И опять всполохи боли — кроваво-черные. Кажется, болит каждый волос на голове, ногти на пальцах, слеза во впадине глаза. Провал, всплытие… Провал… И бред. Долгий, тягучий, почти без боли, — с одним великим, непереносимым томлением. Нет тела, нет воли, сознания, — живет томление само по себе. Шумный, многоголосый, суетный бред… Без начала и конца… Без конца. Ему не будет конца… Будет течь, хлюпать кровь… раздирать воздух, тело, голоса… Гремит железо… Никогда не кончится кроваво-черное томление — оно будет страшнее… Оно пожрало душу, дух… Оно — смерть… Оно живее всего на свете… Оно было раньше света, оно всегда было кроваво-черное…
И долгая, долгая пустота. Отсутствие. Лишь отчужденное еле улавливаемое трепетание пульса — где-то в воздухе, пустоте — ненужное, наивное, почти смешное. И прояснение, как вспышка немого взрыва в черноте, и ясный, серый глаз сестры, и голос — родниково-чистый, тягучий, почему-то очень тягучий:
— Ты что?.. Эх, сапожник!.. У него же плечо кривое будет… Расшивай…
Снова пустота, боль, легкость, боль, невесомость… «Еще минут двадцать, минут двадцать… Эх, сапожник!»… И движение — невесомое. Я встаю, иду, как по воздуху, меня держат — потому что очень легкий… Каталка. Движение… Полет… беспамятство…

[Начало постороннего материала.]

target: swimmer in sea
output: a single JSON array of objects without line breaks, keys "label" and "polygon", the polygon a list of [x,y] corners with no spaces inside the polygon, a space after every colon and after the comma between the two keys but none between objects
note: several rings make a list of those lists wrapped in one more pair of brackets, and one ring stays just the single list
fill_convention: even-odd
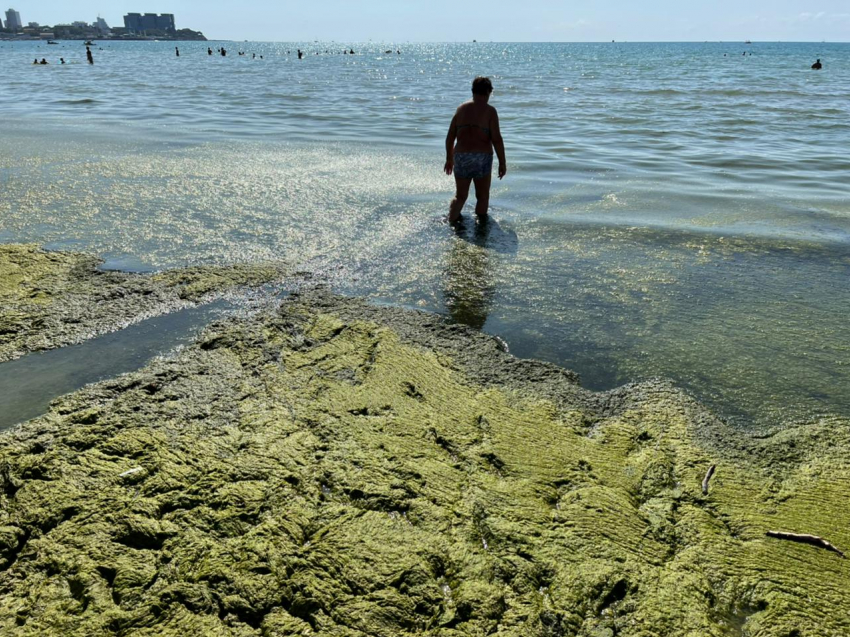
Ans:
[{"label": "swimmer in sea", "polygon": [[[499,114],[487,102],[493,92],[490,78],[476,77],[472,82],[472,100],[461,104],[449,125],[446,135],[447,175],[454,173],[457,190],[449,206],[449,223],[460,219],[460,211],[475,183],[475,214],[487,218],[490,206],[490,180],[493,171],[493,150],[499,158],[499,179],[508,172],[505,142],[499,130]],[[457,145],[455,145],[457,141]]]}]

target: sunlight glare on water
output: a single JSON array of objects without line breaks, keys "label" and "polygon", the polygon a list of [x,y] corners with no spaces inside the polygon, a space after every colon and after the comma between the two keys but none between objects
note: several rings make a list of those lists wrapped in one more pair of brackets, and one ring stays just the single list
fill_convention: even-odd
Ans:
[{"label": "sunlight glare on water", "polygon": [[[207,46],[105,42],[89,67],[79,43],[0,43],[0,241],[286,260],[589,387],[850,415],[850,45]],[[70,63],[31,65],[47,54]],[[509,172],[492,223],[455,232],[443,140],[478,74]]]}]

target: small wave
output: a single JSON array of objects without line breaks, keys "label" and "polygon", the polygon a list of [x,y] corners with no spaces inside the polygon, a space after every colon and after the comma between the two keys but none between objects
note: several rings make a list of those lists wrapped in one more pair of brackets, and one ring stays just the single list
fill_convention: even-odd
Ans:
[{"label": "small wave", "polygon": [[78,100],[55,100],[54,104],[64,104],[66,106],[76,106],[76,105],[84,105],[84,104],[100,104],[99,100],[93,99],[91,97],[83,97]]}]

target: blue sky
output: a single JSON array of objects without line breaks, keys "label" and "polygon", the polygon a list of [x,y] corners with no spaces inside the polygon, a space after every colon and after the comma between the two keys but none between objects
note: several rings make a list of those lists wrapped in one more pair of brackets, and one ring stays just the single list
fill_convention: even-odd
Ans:
[{"label": "blue sky", "polygon": [[10,0],[24,23],[129,11],[234,40],[850,41],[850,0]]}]

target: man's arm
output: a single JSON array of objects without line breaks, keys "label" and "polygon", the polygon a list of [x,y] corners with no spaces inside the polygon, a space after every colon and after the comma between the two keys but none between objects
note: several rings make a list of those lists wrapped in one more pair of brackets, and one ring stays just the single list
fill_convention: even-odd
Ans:
[{"label": "man's arm", "polygon": [[446,135],[446,165],[443,170],[447,175],[452,174],[455,164],[455,140],[457,139],[457,113],[452,117],[452,123],[449,124],[449,132]]},{"label": "man's arm", "polygon": [[496,157],[499,158],[499,179],[508,172],[508,160],[505,159],[505,140],[502,139],[502,131],[499,129],[499,114],[493,109],[493,118],[490,121],[490,135],[493,139],[493,148],[496,149]]}]

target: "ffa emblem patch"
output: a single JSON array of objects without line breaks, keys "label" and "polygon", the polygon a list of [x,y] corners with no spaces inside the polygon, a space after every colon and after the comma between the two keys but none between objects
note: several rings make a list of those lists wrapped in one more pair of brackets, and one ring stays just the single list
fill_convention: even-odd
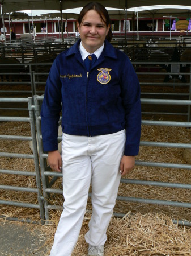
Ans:
[{"label": "ffa emblem patch", "polygon": [[111,76],[109,73],[112,69],[109,68],[99,68],[99,73],[97,75],[97,80],[99,82],[103,84],[107,84],[111,80]]}]

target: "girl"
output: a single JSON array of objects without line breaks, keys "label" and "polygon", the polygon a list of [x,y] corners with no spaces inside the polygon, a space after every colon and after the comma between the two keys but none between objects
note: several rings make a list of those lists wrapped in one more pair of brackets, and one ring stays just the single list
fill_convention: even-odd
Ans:
[{"label": "girl", "polygon": [[[51,256],[71,255],[91,183],[92,214],[85,236],[88,255],[104,255],[121,175],[133,168],[139,151],[139,84],[127,56],[108,42],[108,13],[101,4],[91,2],[82,9],[77,24],[80,39],[55,60],[41,113],[49,163],[53,170],[62,167],[63,171],[64,209]],[[62,158],[57,150],[61,110]]]}]

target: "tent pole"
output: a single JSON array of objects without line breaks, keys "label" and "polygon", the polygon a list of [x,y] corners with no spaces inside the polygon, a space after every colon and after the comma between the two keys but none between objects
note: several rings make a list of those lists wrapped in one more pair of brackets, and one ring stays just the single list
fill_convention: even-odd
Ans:
[{"label": "tent pole", "polygon": [[125,46],[127,44],[126,42],[126,20],[127,20],[127,10],[128,9],[128,0],[125,0]]},{"label": "tent pole", "polygon": [[63,42],[63,16],[62,16],[62,0],[60,0],[60,15],[61,18],[61,33],[62,33],[62,42]]},{"label": "tent pole", "polygon": [[11,22],[10,22],[10,15],[9,13],[9,39],[11,44]]},{"label": "tent pole", "polygon": [[[53,22],[52,19],[52,14],[51,14],[51,23],[52,23],[52,39],[54,39],[54,32],[53,32]],[[47,27],[46,27],[47,31]]]},{"label": "tent pole", "polygon": [[1,5],[1,11],[2,11],[3,33],[4,33],[4,36],[5,36],[5,44],[6,44],[6,33],[5,32],[4,11],[3,11],[3,4]]},{"label": "tent pole", "polygon": [[139,12],[137,13],[137,41],[139,40]]}]

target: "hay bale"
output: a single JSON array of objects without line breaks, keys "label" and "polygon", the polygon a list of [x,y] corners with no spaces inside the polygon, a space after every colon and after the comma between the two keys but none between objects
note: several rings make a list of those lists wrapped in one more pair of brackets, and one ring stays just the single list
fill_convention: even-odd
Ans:
[{"label": "hay bale", "polygon": [[183,150],[183,159],[187,163],[191,164],[191,148],[185,148]]}]

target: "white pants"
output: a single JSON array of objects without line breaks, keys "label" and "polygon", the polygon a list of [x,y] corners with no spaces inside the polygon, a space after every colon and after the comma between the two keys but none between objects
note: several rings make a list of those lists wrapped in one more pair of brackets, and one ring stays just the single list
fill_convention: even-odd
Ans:
[{"label": "white pants", "polygon": [[104,245],[117,196],[125,143],[125,130],[92,137],[63,134],[64,209],[50,256],[71,255],[80,231],[91,181],[92,214],[85,238],[91,245]]}]

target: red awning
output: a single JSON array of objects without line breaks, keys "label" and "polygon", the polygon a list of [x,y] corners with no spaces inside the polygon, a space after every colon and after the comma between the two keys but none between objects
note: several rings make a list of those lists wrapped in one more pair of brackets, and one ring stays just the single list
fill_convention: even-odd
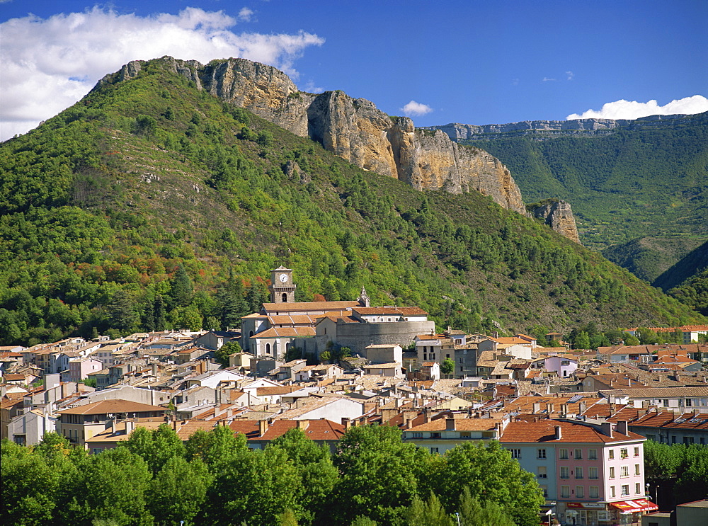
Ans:
[{"label": "red awning", "polygon": [[633,501],[620,501],[612,502],[610,505],[615,506],[625,513],[634,513],[639,511],[655,511],[659,507],[646,498],[635,498]]}]

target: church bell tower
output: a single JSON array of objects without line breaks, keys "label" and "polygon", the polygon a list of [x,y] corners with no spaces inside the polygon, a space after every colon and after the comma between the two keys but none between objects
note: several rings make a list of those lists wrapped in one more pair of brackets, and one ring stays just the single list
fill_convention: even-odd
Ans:
[{"label": "church bell tower", "polygon": [[270,270],[271,303],[295,303],[295,284],[292,282],[292,270],[285,267],[278,267]]}]

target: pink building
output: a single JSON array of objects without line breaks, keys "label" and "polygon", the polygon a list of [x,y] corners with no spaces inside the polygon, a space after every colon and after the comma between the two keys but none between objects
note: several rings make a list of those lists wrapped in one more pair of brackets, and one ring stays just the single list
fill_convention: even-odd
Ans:
[{"label": "pink building", "polygon": [[644,498],[645,440],[627,422],[564,419],[511,422],[500,441],[537,474],[561,524],[610,526],[658,509]]},{"label": "pink building", "polygon": [[77,358],[69,360],[69,381],[81,382],[90,373],[100,371],[103,362],[93,358]]}]

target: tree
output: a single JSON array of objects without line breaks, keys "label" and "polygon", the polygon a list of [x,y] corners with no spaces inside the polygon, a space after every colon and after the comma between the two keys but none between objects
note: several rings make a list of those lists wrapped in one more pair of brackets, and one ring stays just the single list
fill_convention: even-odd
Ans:
[{"label": "tree", "polygon": [[225,367],[229,367],[229,356],[234,353],[241,353],[243,349],[238,342],[230,341],[224,343],[214,353],[214,360]]},{"label": "tree", "polygon": [[191,302],[194,295],[194,286],[184,267],[180,266],[177,269],[177,272],[170,280],[170,285],[172,287],[170,295],[177,307],[186,307]]},{"label": "tree", "polygon": [[411,526],[452,526],[452,519],[447,515],[440,499],[430,493],[423,501],[416,496],[411,505],[403,513],[404,524]]},{"label": "tree", "polygon": [[535,476],[522,469],[496,441],[450,450],[433,464],[430,479],[431,488],[448,510],[457,504],[457,496],[448,488],[467,487],[471,497],[508,510],[519,526],[538,524],[544,501]]},{"label": "tree", "polygon": [[131,452],[139,455],[147,462],[153,474],[161,470],[170,459],[185,455],[182,440],[167,424],[161,424],[153,430],[137,427],[120,447],[127,447]]},{"label": "tree", "polygon": [[72,501],[62,510],[64,524],[90,524],[98,520],[115,525],[149,525],[145,492],[150,472],[147,464],[127,447],[115,447],[88,457],[75,479],[65,483]]},{"label": "tree", "polygon": [[6,524],[42,525],[52,520],[61,474],[40,454],[4,440],[0,445],[2,503]]},{"label": "tree", "polygon": [[467,487],[459,497],[459,509],[461,526],[515,526],[503,508],[491,501],[482,505],[479,500],[472,498]]},{"label": "tree", "polygon": [[273,440],[268,447],[282,450],[299,474],[302,491],[297,503],[304,523],[327,522],[316,519],[330,515],[333,503],[330,496],[339,475],[327,446],[318,445],[302,430],[294,428]]},{"label": "tree", "polygon": [[588,333],[585,331],[581,331],[578,333],[578,336],[576,336],[576,339],[573,342],[573,348],[575,349],[589,349],[590,336],[588,336]]},{"label": "tree", "polygon": [[110,296],[105,305],[108,326],[125,332],[132,332],[139,320],[135,311],[135,300],[130,292],[122,289]]},{"label": "tree", "polygon": [[148,509],[159,523],[190,524],[208,505],[207,491],[213,477],[199,458],[188,462],[171,457],[148,484]]},{"label": "tree", "polygon": [[337,519],[358,515],[389,523],[418,494],[418,470],[429,454],[401,441],[401,431],[386,425],[348,430],[339,441],[334,464],[341,476],[333,492]]},{"label": "tree", "polygon": [[445,358],[442,360],[442,364],[440,365],[440,372],[445,376],[452,375],[455,372],[455,362],[450,358]]}]

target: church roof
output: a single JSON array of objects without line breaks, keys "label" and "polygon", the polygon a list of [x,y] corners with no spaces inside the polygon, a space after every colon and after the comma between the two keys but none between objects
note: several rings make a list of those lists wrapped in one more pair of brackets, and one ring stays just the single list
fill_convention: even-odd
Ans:
[{"label": "church roof", "polygon": [[401,316],[428,316],[428,313],[418,307],[357,307],[353,310],[362,316],[376,314],[399,314]]},{"label": "church roof", "polygon": [[287,303],[264,303],[263,310],[268,315],[273,312],[329,312],[350,310],[359,305],[359,302],[292,302]]}]

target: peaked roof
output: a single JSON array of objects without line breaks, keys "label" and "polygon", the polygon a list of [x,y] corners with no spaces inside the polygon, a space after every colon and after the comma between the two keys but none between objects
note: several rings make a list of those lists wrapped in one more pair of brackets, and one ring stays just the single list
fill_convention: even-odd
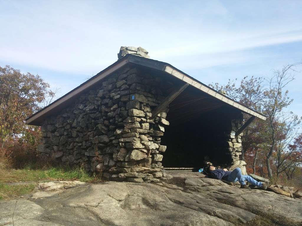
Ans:
[{"label": "peaked roof", "polygon": [[130,63],[163,71],[188,83],[202,92],[207,93],[210,96],[237,108],[243,112],[263,120],[266,119],[266,117],[263,115],[221,94],[169,64],[127,54],[76,88],[27,118],[26,119],[26,124],[40,125],[46,117],[63,109],[66,104],[72,101],[78,95],[122,67]]}]

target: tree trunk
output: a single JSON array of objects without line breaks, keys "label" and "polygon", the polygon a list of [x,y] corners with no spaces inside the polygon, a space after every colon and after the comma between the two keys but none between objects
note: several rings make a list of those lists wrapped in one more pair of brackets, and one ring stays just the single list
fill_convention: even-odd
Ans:
[{"label": "tree trunk", "polygon": [[271,166],[269,165],[270,160],[271,160],[271,155],[268,155],[266,156],[266,168],[267,168],[267,172],[269,178],[271,178],[273,177],[273,174],[271,173]]},{"label": "tree trunk", "polygon": [[[271,126],[272,128],[273,128],[273,127],[272,124],[271,123]],[[273,152],[274,152],[274,149],[275,148],[275,130],[273,129],[272,134],[272,142],[271,143],[271,148],[270,149],[269,152],[267,154],[267,155],[266,155],[266,167],[267,168],[267,172],[268,174],[268,178],[271,178],[273,177],[273,174],[271,173],[271,165],[269,164],[270,160],[271,160],[271,155],[273,154]]]},{"label": "tree trunk", "polygon": [[253,173],[255,174],[256,173],[256,160],[257,159],[257,155],[258,154],[258,150],[256,149],[255,151],[255,155],[254,157],[254,161],[253,162]]}]

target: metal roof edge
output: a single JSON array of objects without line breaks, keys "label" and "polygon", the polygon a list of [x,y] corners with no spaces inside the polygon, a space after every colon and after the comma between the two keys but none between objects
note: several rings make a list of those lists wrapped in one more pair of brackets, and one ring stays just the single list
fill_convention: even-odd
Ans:
[{"label": "metal roof edge", "polygon": [[26,123],[27,124],[37,125],[34,124],[31,124],[31,123],[50,111],[91,87],[128,63],[141,65],[167,73],[242,111],[263,120],[266,120],[266,117],[265,116],[222,94],[169,64],[128,54],[49,105],[28,118],[25,120]]}]

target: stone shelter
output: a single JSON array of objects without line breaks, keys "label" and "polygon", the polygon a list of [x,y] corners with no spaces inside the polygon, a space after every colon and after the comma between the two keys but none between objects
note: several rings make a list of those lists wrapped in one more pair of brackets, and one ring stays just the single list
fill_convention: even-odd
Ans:
[{"label": "stone shelter", "polygon": [[27,119],[41,126],[41,155],[130,181],[165,180],[164,166],[200,168],[206,156],[244,168],[240,134],[265,116],[148,54],[122,47],[117,61]]}]

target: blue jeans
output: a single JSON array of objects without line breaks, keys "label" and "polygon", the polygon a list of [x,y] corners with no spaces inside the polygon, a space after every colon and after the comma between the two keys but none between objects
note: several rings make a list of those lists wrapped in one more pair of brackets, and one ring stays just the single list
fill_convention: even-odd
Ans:
[{"label": "blue jeans", "polygon": [[230,182],[239,181],[240,184],[246,184],[245,181],[250,183],[253,185],[259,187],[262,186],[262,182],[258,182],[248,175],[243,175],[240,168],[236,168],[232,171],[227,177],[228,181]]}]

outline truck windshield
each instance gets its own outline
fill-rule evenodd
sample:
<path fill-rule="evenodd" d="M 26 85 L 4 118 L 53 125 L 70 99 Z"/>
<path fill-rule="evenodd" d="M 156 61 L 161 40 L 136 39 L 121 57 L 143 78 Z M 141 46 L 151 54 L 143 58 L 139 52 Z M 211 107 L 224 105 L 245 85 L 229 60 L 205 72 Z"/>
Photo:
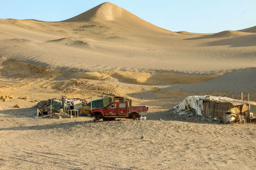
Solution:
<path fill-rule="evenodd" d="M 119 103 L 119 108 L 126 108 L 126 103 Z"/>

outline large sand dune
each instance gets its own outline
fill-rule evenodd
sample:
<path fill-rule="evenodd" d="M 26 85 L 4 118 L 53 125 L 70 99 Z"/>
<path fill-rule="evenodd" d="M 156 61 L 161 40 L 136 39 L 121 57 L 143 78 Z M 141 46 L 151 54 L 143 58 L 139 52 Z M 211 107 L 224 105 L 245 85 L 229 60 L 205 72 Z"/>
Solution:
<path fill-rule="evenodd" d="M 168 111 L 193 94 L 255 101 L 255 27 L 174 32 L 110 3 L 60 22 L 0 19 L 0 96 L 10 97 L 0 101 L 0 167 L 255 169 L 253 124 Z M 61 96 L 127 96 L 149 106 L 149 121 L 31 118 L 35 101 Z"/>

Палата. Я высоко на подушках, почти сижу. В окне — черные вершины сосен. Белизна стен, постели, неба. Болезненная белизна. Кто-то держит меня за руку. Чуть поворачиваю голову, пробуждая перехватывающую дыхание боль, вижу: на краешке кровати сидит Сухломин. Черный, как хвоя сосен, глаза блестят, как слезы, и зубы, будто рот набит льдом… Он улыбается. От него пахнет водкой. Вспоминаю: говорили… Он пьет после операции полстакана спирта…
8
В каких-то сферах, в какие-то времена, из жидких, газовых, твердых веществ зародилось живое существо. Оно ощутило свою неясную, расплывчатую плоть, свое присутствие в некоей среде, жажду усвоения этой среды, и шевельнулось, сделав первое движение по жизни. И началось его развитие. Существо текло, переливалось, взвешенное в среде, сквозь сферы и пространства, то растворяясь до исчезновения, то сжимаясь и почти ясно ощущая свою плоть. Оно текло, и среда — жидкости, газы, твердые вещества — текла сквозь него, оставляя, скапливая в нем частицы самой себя. Существо росло, плотнело, вытягивалось в движении. Оно не знало, где у него начало, где конец. И когда внезапно взрывом какой-то сферы его разорвало на две, на три, на много частей, — оно не почувствовало ни боли, ни потери.
Прошли несчетные времена. Существа, делясь, наполняли собой пространства. Пожирая друг друга, оформлялись в тела и, умирая, насыщали питательными веществами среду для своего существования. Борясь с себе подобными, они все больше твердели, быстрее передвигались, самые развитые умели угадывать опасность. Но существам еще не удавалось половое размножение: удовлетворившись слиянием, они взаимно пожирались.